The advantages of filters are:

  • They can be applied dynamically which means you don’t have to preprocess your assets.
  • You can apply them to any HTML element (not just images).
  • They can be animated with CSS Animations.

We’re using a custom filter at the bottom of the article to allow users to “peel back” the bottom of the page and expose an interactive infographic (click on the “Explore the President Tree” text to see the filter in action). The effect is a subtle but fun way to create a sense of depth in the content, and is achieved entirely through CSS.
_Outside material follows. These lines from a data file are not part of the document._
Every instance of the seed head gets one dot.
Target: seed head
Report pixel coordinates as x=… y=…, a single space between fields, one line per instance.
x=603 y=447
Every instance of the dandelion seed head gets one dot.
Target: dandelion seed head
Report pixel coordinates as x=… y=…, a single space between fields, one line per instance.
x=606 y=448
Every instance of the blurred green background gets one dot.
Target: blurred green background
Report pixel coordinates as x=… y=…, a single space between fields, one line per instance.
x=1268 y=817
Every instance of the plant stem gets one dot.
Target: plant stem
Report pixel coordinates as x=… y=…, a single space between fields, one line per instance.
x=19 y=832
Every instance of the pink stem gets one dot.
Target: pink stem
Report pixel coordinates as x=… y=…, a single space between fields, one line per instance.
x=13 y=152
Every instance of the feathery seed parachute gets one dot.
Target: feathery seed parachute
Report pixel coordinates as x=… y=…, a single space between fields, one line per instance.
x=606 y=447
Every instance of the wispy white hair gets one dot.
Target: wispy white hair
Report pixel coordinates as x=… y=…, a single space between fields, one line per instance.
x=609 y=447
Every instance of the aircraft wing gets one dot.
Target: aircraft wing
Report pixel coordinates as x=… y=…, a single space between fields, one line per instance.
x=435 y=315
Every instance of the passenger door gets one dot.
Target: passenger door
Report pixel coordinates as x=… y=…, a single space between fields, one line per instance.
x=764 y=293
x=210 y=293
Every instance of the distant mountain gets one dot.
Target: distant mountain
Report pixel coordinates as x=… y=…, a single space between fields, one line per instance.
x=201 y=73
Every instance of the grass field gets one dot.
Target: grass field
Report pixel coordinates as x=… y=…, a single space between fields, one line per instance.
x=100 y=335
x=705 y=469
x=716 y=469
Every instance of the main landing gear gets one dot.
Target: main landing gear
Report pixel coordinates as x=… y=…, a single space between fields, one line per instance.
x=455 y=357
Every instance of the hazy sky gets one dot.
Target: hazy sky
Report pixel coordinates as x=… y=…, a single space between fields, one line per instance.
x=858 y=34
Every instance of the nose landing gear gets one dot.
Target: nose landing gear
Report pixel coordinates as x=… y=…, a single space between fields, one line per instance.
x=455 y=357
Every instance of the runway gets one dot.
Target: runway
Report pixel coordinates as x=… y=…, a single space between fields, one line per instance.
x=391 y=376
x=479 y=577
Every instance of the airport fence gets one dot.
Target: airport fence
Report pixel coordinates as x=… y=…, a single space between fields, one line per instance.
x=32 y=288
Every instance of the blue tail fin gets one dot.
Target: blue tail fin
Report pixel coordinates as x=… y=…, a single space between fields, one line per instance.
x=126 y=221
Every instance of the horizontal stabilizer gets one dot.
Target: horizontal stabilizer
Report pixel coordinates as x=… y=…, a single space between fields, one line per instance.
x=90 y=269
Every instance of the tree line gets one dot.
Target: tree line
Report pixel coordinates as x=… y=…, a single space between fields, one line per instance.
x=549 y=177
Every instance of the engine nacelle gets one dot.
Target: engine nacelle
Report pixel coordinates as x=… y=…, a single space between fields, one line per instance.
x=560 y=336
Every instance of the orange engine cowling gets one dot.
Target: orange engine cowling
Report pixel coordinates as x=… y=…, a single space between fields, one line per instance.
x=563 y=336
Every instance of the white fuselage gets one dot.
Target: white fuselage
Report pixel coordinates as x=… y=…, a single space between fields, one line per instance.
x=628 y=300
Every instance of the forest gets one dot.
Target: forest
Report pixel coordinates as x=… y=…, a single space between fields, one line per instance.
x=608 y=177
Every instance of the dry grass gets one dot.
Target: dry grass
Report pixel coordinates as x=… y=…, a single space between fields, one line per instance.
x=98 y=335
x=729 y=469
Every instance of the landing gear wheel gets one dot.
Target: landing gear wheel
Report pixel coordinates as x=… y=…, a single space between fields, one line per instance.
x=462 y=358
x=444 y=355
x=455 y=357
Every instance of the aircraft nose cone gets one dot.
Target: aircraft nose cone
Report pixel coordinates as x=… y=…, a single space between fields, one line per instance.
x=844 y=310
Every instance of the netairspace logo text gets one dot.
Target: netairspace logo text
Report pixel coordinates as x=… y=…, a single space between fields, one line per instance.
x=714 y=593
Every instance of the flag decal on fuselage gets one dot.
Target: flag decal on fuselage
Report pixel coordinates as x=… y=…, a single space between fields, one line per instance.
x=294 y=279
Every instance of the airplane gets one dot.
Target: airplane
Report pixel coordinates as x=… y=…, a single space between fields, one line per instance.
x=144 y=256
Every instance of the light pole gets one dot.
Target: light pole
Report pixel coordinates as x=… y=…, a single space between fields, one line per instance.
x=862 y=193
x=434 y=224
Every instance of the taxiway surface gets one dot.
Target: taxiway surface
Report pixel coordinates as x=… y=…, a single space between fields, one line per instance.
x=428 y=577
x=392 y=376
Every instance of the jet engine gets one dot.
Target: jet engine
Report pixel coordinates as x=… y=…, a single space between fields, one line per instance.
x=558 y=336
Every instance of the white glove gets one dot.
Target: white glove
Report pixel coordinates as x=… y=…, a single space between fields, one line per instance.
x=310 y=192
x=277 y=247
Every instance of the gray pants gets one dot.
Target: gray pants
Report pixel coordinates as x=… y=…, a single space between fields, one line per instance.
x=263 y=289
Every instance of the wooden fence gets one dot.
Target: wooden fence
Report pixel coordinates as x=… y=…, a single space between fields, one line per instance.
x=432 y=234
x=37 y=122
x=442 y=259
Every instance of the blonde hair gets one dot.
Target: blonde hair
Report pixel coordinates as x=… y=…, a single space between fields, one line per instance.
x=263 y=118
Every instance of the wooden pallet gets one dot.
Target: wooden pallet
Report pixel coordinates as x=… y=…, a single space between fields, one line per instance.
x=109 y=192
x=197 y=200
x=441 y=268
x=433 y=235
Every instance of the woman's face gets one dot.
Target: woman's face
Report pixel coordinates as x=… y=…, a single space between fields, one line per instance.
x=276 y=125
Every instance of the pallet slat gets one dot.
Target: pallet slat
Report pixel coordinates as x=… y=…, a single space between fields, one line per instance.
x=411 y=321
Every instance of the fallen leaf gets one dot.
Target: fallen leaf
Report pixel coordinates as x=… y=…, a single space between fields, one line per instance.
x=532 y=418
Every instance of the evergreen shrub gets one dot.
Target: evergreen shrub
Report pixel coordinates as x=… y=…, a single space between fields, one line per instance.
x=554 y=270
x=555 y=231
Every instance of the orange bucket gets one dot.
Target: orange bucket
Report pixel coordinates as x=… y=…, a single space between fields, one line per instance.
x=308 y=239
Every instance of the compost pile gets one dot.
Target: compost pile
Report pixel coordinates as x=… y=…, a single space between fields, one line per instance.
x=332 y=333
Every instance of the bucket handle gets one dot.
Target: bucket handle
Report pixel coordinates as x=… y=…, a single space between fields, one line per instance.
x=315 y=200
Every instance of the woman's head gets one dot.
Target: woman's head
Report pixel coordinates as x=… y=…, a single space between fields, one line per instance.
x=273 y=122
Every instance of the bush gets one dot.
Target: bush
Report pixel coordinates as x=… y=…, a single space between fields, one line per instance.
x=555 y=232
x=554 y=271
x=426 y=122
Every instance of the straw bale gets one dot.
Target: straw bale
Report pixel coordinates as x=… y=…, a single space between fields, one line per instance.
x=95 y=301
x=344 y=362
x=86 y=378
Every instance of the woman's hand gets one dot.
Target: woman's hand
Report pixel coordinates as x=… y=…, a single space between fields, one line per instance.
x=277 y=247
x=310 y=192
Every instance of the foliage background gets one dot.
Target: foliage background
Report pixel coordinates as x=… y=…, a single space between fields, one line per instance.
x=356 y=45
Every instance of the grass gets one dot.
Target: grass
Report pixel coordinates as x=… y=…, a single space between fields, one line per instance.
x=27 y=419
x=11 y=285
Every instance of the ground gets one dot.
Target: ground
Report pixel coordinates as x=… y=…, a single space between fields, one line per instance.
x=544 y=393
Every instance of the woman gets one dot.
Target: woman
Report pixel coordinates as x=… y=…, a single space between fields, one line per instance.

Learn more about CSS Custom Filters.

WebGL

Because the “Forest Giant” article is about the second largest tree in the world (but probably the biggest in terms of mass), we wanted to convey a sense of size. If you click on the “Click Here to Pan & Zoom” link below the thumbnail of the giant sequoia, you’ll see a huge image of the tree assembled tile-by-tile until you reach the top. Try scrolling around the image and note how small the three scientists appear in relation to the tree they are studying.

This effect is accomplished with WebGL (through a library called three.js). Although WebGL is not a specification or implementation that Adobe is contributing to directly, we’re a big fan, and it was the perfect technology for building a smooth 3D animation.

Learn more about WebGL.

Conclusion

Advances in technology have proven many times that convenience often trumps fidelity. For example, MP3s became popular — even at their initial low bitrates — because it was more important for us to have all of our music available wherever we were than it was to have the best possible audio quality. Similarly, digital books, magazines, and newspapers are replacing their analog counterparts at an increasing rate because convenient and instant access to content frequently supersedes aesthetics.

Now that the internet has helped to make content ubiquitous, we’re starting to see a shift back toward production value. Users want HD video, beautiful and fluid user interfaces, and they increasingly expect content to be presented in interesting and compelling ways. With features like regions, exclusions, balanced text, custom filers, and WebGL, content producers will no longer have to choose between reach and design. Working with National Geographic’s stunning visual content, Adobe has proven that the web of tomorrow will enable both.